Capítulo 35

Serena estaba de pie, mirando por la ventana del despacho de Tony el bosque de abedules que había detrás de la casa de éste. Vio más líneas punteadas de huellas de ciervos en la nieve. Estaban por doquier, dejando su rastro para que ella lo siguiera.

—Es una hermosa vista, Tony —murmuró ella sin mirar atrás.

Tony estaba en su silla de cuero junto al sofá, sorbiendo café y aguardando mientras ella daba zancadas. No la presionaba para que hablara. Llevaba un traje marrón, zapatos abrillantados a juego y corbata del mismo color.

—Te agradezco que me hayas recibido avisando con tan poco tiempo —añadió Serena.

—Has dicho que era importante.

Ella asintió. Suponía que si realmente aguardaba allí lo suficiente, vería a los ciervos abriéndose camino entre los árboles. Ya había ocurrido en otras ocasiones. Había visto ciervos, zarigüeyas, conejos y en una ocasión incluso un zorro. Éste, con su color rojizo y espesa cola, era mucho más pequeño de lo que esperaba.

Dio la vuelta y regresó al sofá para sentarse. Jugueteó con su pelo.
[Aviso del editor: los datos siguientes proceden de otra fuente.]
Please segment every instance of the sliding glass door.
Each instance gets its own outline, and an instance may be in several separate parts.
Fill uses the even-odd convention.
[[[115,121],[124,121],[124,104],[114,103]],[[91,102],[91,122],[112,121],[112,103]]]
Tony guardaba silencio.

—¿Qué pasaría si llevaras algo que no fuera marrón? —preguntó Serena.

—Mi cabeza explotaría.

Serena rompió a reír.

—Maggie bromea con eso, ¿lo sabías?

—Lleva diez años tomándome el pelo con este tema.

—¿Se supone que ha de tranquilizar a tus pacientes?

—¿A mis pacientes? —repitió Tony—. No, se supone que ha de tranquilizarme a mí. El marrón es mi coraza. Por cierto, te acabo de desvelar un secreto profesional, así que no se lo cuentes a nadie.

—¿Ni siquiera a Maggie?

—Especialmente a ella.

Serena tamborileó con los dedos en el brazo del sofá.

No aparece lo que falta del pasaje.